The x-intercepts of the graph of a quadratic function are 3/2 and -1/2 , and the y-intercept is 9
a( find the quadratic function
b( find the coordinates of the vertex
F.4 QUADRATIC FUNCTIONS
2011-06-30 12:46 am
回答 (2)
2011-06-30 1:54 am
✔ 最佳答案
Since the function intercepts the x - axis at 3/2 and -1/2.So the function is y = a(x - 3/2)(x + 1/2)
When x = 0, y = 9
so 9 = a(-3/2)(1/2)
so a = -36/3 = -12.
so y = - 12(x - 3/2)(x + 1/2) = - 12(x^2 - x - 3/4) = - 12x^2 + 12x + 9.

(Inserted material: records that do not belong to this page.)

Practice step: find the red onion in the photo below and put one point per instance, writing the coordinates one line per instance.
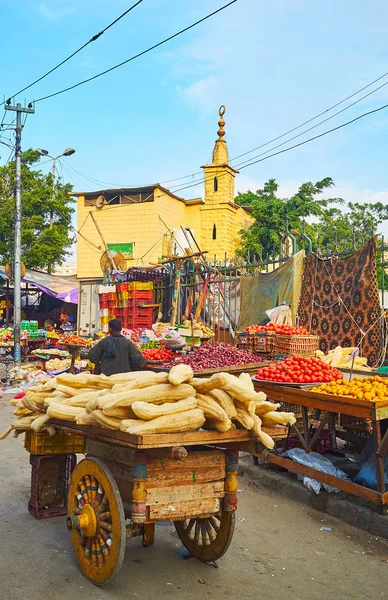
(216, 355)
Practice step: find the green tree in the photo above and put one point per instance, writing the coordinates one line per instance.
(271, 214)
(351, 227)
(42, 247)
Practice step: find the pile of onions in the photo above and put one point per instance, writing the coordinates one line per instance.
(216, 355)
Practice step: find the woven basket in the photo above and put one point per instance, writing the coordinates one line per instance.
(296, 345)
(257, 342)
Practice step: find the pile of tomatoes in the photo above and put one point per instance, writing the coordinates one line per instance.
(299, 370)
(157, 354)
(280, 329)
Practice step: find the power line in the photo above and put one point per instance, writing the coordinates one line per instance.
(287, 149)
(124, 62)
(240, 165)
(92, 39)
(280, 151)
(316, 116)
(315, 137)
(313, 126)
(318, 136)
(99, 182)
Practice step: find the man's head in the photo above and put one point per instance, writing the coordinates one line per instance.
(114, 326)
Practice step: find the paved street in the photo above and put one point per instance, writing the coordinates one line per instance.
(278, 552)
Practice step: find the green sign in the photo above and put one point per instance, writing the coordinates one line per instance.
(125, 249)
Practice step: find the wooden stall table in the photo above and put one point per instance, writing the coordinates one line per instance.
(330, 406)
(235, 370)
(127, 483)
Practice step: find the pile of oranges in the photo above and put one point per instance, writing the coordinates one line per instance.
(374, 389)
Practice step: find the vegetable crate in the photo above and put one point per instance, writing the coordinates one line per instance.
(60, 443)
(50, 476)
(141, 285)
(296, 345)
(141, 295)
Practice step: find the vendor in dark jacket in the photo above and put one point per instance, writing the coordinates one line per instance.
(115, 354)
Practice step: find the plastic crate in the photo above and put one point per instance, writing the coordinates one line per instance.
(141, 295)
(50, 476)
(141, 285)
(60, 443)
(140, 321)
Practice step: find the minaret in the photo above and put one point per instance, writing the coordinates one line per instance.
(218, 224)
(219, 176)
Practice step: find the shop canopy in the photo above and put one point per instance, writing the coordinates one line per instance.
(62, 288)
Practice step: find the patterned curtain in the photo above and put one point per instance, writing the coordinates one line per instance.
(340, 301)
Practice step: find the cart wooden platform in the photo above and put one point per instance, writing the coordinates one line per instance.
(127, 483)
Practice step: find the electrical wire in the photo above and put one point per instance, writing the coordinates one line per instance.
(240, 165)
(253, 162)
(74, 178)
(99, 182)
(314, 126)
(92, 39)
(124, 62)
(316, 116)
(279, 152)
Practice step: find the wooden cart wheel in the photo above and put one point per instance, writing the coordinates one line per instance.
(96, 521)
(207, 539)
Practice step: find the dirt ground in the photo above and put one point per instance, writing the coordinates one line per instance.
(279, 551)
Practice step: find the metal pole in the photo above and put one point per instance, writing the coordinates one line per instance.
(53, 175)
(17, 239)
(18, 223)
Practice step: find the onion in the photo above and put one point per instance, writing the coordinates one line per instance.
(215, 355)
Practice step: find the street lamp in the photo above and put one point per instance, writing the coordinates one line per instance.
(67, 152)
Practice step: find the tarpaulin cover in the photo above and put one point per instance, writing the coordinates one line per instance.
(62, 288)
(340, 301)
(263, 291)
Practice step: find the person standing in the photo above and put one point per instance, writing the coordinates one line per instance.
(115, 353)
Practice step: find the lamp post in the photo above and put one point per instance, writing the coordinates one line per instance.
(67, 152)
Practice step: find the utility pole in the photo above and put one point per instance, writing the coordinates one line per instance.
(18, 224)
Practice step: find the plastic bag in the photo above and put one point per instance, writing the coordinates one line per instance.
(367, 475)
(172, 339)
(319, 462)
(280, 315)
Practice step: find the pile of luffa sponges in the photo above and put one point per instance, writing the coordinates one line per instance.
(144, 402)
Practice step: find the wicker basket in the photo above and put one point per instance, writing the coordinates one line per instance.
(256, 342)
(296, 345)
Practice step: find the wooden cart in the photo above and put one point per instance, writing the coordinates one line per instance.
(127, 483)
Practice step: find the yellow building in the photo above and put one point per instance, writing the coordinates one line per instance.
(149, 222)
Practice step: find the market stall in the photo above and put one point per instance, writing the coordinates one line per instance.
(330, 406)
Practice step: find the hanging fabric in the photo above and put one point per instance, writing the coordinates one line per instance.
(263, 291)
(340, 301)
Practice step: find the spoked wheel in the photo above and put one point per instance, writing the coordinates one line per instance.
(96, 521)
(207, 539)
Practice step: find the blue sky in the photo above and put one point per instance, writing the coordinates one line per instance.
(273, 64)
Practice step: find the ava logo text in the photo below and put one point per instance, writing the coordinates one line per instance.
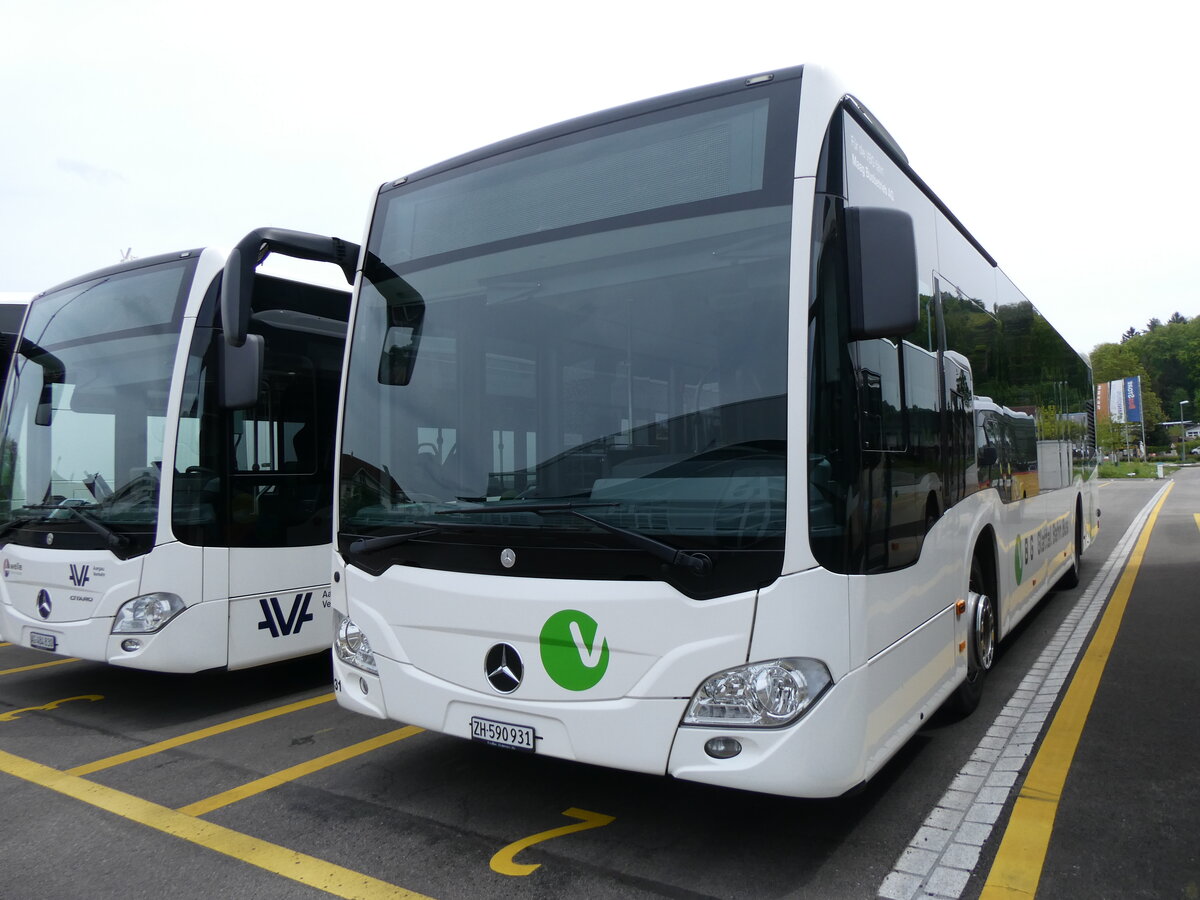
(276, 623)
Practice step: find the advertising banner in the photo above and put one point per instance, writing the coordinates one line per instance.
(1120, 401)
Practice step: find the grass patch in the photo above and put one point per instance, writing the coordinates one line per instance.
(1135, 469)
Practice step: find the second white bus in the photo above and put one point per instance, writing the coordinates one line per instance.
(167, 498)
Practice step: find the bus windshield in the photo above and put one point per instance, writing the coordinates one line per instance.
(85, 409)
(597, 321)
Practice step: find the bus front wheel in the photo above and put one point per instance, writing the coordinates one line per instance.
(981, 641)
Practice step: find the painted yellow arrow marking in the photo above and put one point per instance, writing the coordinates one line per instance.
(505, 864)
(12, 714)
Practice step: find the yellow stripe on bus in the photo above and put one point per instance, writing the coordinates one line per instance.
(1017, 869)
(279, 861)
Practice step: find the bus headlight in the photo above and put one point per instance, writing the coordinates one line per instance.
(352, 646)
(147, 613)
(759, 695)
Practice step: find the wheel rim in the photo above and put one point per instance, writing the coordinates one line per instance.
(984, 630)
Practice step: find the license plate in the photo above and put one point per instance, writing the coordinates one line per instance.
(42, 642)
(514, 737)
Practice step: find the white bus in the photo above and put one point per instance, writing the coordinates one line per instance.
(658, 447)
(165, 501)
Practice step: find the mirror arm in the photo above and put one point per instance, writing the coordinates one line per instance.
(238, 282)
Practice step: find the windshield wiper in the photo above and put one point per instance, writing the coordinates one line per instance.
(697, 563)
(370, 545)
(115, 539)
(15, 523)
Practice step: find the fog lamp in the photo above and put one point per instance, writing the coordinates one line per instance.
(723, 748)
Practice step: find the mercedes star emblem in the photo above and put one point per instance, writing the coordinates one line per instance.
(504, 669)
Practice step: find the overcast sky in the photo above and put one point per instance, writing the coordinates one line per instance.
(1062, 135)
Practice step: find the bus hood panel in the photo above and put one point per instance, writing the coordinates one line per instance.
(556, 640)
(52, 586)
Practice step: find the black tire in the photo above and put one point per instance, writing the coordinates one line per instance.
(981, 642)
(1071, 577)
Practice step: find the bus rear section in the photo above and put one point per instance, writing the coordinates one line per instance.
(166, 508)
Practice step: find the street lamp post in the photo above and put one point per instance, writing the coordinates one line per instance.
(1183, 430)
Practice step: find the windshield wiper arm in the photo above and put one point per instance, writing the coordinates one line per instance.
(115, 539)
(370, 545)
(15, 523)
(697, 563)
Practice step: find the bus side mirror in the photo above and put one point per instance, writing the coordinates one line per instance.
(238, 280)
(881, 247)
(406, 317)
(241, 372)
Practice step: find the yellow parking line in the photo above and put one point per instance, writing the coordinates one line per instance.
(1017, 869)
(292, 773)
(39, 665)
(151, 749)
(270, 857)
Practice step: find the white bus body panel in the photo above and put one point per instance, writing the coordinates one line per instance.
(279, 604)
(81, 615)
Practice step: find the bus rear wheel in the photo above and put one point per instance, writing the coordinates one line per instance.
(981, 641)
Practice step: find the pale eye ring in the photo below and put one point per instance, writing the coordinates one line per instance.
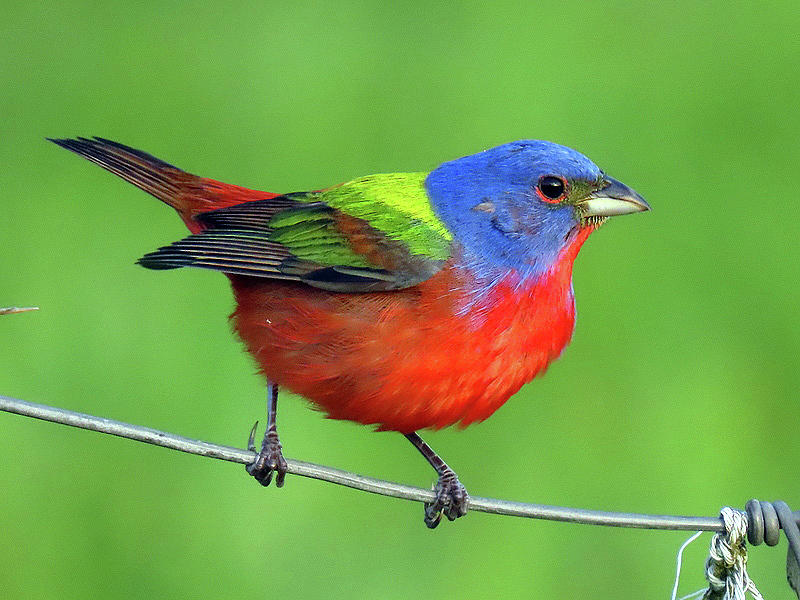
(551, 188)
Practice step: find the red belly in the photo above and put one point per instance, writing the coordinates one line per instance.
(406, 360)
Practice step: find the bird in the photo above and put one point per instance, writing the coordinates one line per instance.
(403, 301)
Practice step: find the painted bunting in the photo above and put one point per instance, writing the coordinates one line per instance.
(401, 300)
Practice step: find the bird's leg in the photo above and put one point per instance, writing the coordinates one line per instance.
(451, 497)
(270, 458)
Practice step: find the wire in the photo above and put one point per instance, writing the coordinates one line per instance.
(356, 481)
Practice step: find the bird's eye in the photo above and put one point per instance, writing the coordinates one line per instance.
(551, 188)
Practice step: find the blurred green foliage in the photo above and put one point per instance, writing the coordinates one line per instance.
(678, 394)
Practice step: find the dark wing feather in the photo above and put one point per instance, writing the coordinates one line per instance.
(241, 240)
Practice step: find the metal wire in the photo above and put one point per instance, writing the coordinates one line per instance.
(359, 482)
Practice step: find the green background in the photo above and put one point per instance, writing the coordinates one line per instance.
(678, 394)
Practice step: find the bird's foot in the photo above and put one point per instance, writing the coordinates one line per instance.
(270, 459)
(451, 500)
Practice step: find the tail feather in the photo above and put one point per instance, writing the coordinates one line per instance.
(188, 194)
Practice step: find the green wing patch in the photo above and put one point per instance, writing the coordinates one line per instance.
(374, 233)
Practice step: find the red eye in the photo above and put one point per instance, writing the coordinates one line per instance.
(551, 189)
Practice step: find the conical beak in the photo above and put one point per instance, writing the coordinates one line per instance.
(614, 199)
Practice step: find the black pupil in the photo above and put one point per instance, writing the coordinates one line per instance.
(551, 187)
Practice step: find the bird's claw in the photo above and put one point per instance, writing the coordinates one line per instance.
(270, 459)
(451, 500)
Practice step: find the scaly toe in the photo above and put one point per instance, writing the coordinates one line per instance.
(269, 461)
(451, 500)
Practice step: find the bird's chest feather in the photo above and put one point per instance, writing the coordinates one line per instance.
(426, 357)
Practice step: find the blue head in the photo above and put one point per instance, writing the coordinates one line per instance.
(519, 205)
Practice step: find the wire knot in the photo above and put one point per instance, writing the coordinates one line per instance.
(726, 566)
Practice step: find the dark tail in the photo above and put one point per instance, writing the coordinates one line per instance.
(189, 194)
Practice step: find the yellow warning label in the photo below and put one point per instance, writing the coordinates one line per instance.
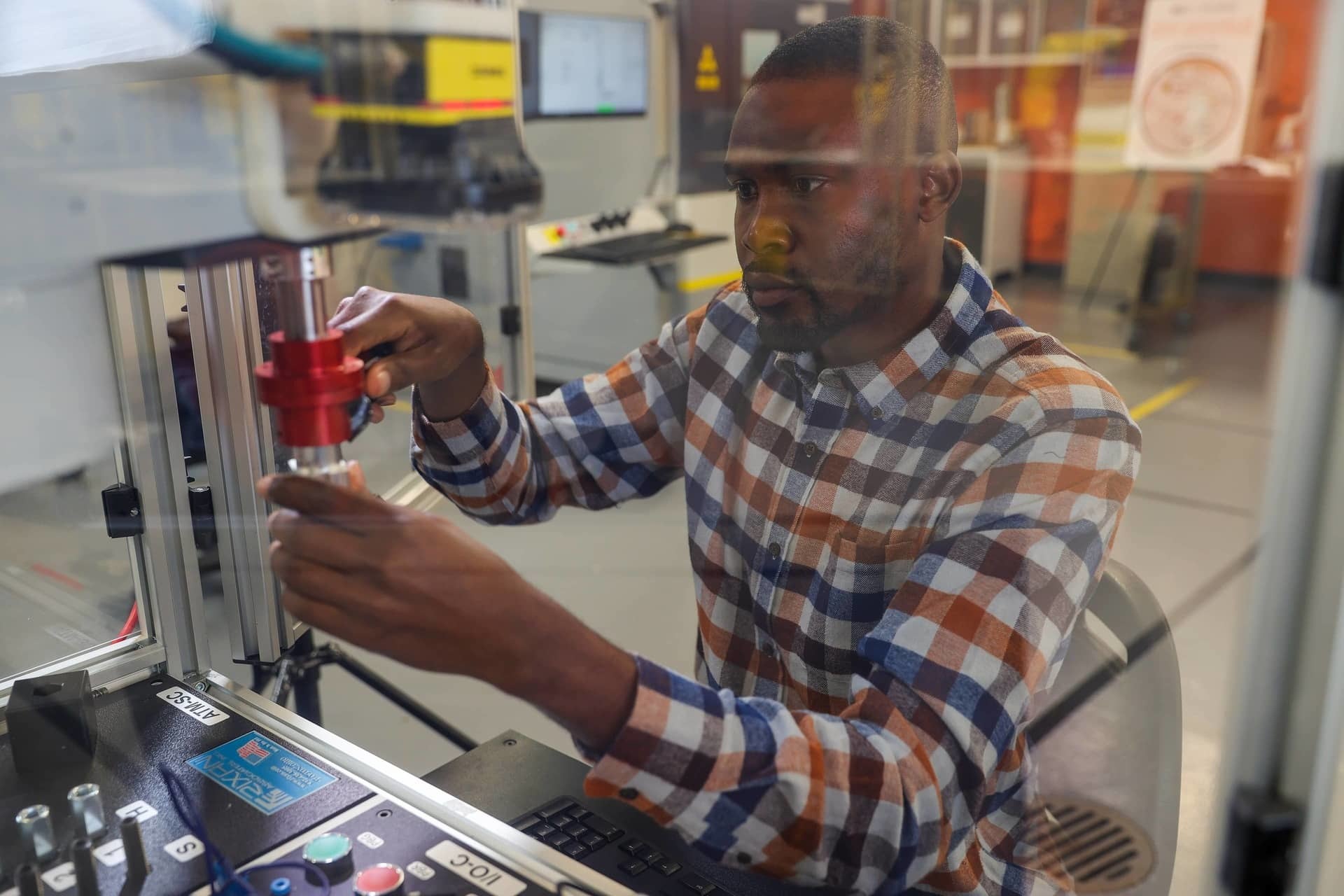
(468, 69)
(707, 78)
(708, 65)
(413, 115)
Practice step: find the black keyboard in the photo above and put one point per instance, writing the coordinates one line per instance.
(638, 248)
(581, 833)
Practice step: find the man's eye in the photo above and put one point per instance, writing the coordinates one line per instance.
(745, 190)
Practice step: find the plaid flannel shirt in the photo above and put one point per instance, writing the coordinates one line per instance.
(889, 562)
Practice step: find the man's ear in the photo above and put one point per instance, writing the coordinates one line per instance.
(940, 184)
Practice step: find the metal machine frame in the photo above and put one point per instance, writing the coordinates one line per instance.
(1287, 734)
(227, 337)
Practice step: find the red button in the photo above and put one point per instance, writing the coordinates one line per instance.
(379, 880)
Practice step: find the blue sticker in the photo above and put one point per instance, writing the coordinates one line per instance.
(261, 773)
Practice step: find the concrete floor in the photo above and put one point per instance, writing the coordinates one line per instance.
(1191, 522)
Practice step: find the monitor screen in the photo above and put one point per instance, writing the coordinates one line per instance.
(589, 66)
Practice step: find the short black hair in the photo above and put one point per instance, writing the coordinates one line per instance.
(882, 52)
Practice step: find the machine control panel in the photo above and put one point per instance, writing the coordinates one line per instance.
(571, 232)
(113, 824)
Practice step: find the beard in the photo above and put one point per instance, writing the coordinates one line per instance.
(784, 330)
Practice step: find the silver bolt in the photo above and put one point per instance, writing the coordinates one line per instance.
(86, 808)
(35, 830)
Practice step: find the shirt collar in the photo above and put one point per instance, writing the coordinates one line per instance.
(885, 386)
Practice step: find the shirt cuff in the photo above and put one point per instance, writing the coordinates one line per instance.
(464, 438)
(644, 764)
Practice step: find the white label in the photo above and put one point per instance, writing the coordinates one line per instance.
(70, 636)
(61, 878)
(420, 869)
(140, 811)
(477, 871)
(185, 848)
(1012, 24)
(111, 853)
(192, 706)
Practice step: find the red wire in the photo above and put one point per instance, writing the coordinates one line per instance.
(132, 622)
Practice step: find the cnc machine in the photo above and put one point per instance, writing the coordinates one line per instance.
(217, 181)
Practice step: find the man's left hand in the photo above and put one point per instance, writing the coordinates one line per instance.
(419, 589)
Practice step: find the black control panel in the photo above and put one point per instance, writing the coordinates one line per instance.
(385, 849)
(97, 817)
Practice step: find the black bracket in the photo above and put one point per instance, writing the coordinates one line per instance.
(202, 503)
(1259, 859)
(121, 511)
(1327, 264)
(511, 320)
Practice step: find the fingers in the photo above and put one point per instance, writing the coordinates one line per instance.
(334, 504)
(318, 580)
(371, 321)
(327, 617)
(405, 368)
(309, 539)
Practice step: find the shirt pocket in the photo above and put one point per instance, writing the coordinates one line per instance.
(872, 564)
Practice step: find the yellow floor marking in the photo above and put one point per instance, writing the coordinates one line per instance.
(1164, 398)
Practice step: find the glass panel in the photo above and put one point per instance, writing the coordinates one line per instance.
(65, 586)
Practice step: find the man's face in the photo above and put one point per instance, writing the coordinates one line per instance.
(824, 220)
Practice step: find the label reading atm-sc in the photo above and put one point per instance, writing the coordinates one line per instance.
(261, 773)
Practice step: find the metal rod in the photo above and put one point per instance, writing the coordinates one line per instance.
(424, 713)
(300, 290)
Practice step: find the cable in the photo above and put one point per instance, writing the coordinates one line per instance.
(264, 58)
(223, 879)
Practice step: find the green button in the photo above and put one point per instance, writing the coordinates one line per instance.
(327, 848)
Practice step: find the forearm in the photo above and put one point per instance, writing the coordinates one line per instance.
(449, 398)
(804, 796)
(571, 673)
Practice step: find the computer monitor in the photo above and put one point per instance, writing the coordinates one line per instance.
(581, 66)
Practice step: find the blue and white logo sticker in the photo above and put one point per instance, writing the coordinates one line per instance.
(261, 773)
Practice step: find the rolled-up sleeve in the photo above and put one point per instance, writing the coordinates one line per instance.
(594, 442)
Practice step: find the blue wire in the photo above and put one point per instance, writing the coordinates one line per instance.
(321, 878)
(223, 878)
(262, 58)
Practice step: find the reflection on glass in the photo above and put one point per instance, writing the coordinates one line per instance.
(65, 586)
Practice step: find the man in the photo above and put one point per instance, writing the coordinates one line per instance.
(899, 498)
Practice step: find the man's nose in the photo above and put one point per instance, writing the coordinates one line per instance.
(768, 234)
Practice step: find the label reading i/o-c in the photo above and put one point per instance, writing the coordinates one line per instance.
(190, 703)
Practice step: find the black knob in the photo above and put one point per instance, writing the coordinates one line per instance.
(86, 875)
(29, 878)
(132, 844)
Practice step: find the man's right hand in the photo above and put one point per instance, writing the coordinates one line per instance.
(437, 346)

(b) By completing square method,
y = - 12(x^2 - x) + 9
= - 12[(x - 1/2)^2 - 1/4] + 9
= -12(x - 1/2)^2 + 3 + 9
so the vertex is (1/2, 12)
2011-06-30 12:56 am
The x-intercepts of the graph of a quadratic function are 3/2 and -1/2 , and the y-intercept is 9
a.) find the quadratic function
Let Ax^2 + Bx + C = 0 be the function,
3/2 - 1/2 = -B/A => 1 = 4/4 = -B/A
(3/2)(-1/2) = C/A => -3/4 = C/A
As x = 0, y = 9 => C = 9
Hence, we get -3/4 = 9/-12 = C/A
C = 9 , A = -12
As A = -12, B = 12
Hence, the function required: -12x^2 + 12x + 9 = 0
a.) find the quadratic function
Let Ax^2 + Bx + C = 0 be the function,
3/2 - 1/2 = -B/A => 1 = 4/4 = -B/A
(3/2)(-1/2) = C/A => -3/4 = C/A
As x = 0, y = 9 => C = 9
Hence, we get -3/4 = 9/-12 = C/A
C = 9 , A = -12
As A = -12, B = 12
Hence, the function required: -12x^2 + 12x + 9 = 0
參考: Hope the soltution can help you^_^”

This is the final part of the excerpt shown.